Marie Alice Théard, poétesse, galériste et historienne de l’art (1948-)

DENISE BERNHARDT

Li s on poto mitan nan Asosiyasyon Entènasyonal sou Kritik Zèv atis. Sa fè plis pase 30 lane depi l ap òganize youn nan pi gwo festival sou zèv atis ann Ayiti. S on espas rankont ak viv ansanm pou jèn talan peyi a.

Marie Alice Théard, poétesse et historienne de l’art, est née le 3 août 1948 à Port-au-Prince.
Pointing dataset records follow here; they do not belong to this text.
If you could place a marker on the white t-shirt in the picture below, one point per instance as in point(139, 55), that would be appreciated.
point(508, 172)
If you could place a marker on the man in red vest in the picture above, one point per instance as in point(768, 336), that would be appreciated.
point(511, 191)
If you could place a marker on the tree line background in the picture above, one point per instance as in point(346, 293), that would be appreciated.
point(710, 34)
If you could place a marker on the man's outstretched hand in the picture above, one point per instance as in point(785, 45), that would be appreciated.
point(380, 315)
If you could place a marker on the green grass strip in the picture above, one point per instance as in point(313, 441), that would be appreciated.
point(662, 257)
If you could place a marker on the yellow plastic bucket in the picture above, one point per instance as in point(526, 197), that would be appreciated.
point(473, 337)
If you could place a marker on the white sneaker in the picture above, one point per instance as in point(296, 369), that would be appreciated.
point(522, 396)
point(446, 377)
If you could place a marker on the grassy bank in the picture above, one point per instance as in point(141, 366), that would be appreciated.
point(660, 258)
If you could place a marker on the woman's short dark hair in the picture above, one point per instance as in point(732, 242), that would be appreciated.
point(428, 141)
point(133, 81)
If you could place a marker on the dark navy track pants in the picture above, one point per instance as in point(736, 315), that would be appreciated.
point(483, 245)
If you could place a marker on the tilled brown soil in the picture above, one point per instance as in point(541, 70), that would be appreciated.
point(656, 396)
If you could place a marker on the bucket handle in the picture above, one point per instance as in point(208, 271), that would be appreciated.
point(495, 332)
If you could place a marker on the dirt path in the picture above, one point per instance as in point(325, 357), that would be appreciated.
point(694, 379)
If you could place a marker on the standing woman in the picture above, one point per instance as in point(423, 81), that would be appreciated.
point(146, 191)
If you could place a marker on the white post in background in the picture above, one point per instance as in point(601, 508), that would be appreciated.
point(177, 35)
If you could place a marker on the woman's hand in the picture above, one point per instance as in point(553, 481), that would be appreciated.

Membre de l’Association internationale des Écrivains (IWA), de l’Académie TRINACRIA et de l’Association Internationale des Critiques d’Art (AICA), elle dirige la Galerie d’Art depuis 1983. Rapidement, la Galerie d’Art devint un lieu de rencontre convivial, décoré avec goût, où les œuvres accrochées aux cimaises prenaient tout leurs sens : 32 ans de partage, comme se plait à le dire la maîtresse des lieux.

UNE ENFANCE TRAGIQUE

Marie Alice est originaire des Cayes. Sa famille a été victime du régime Duvalier : son père Dumont Théard, pharmacien, fut emprisonné; son cousin fut exécuté; son oncle emprisonné; son autre cousin devint fou après son séjour à Fort dimanche. Son père ne s’en est jamais remis. Ses cousines ne connaissent pas leur père assassiné par les macoutes de Duvalier. À 13 ans, elle a commencé à travailler comme couturière pour payer ses études. Elle obtint un diplôme de secrétariat bilingue à Port-au-Prince. Elle poursuivit en apprenant l’Histoire de l’Art et l’Esthétique à l’Institut français d’Haïti à Port-au-Prince.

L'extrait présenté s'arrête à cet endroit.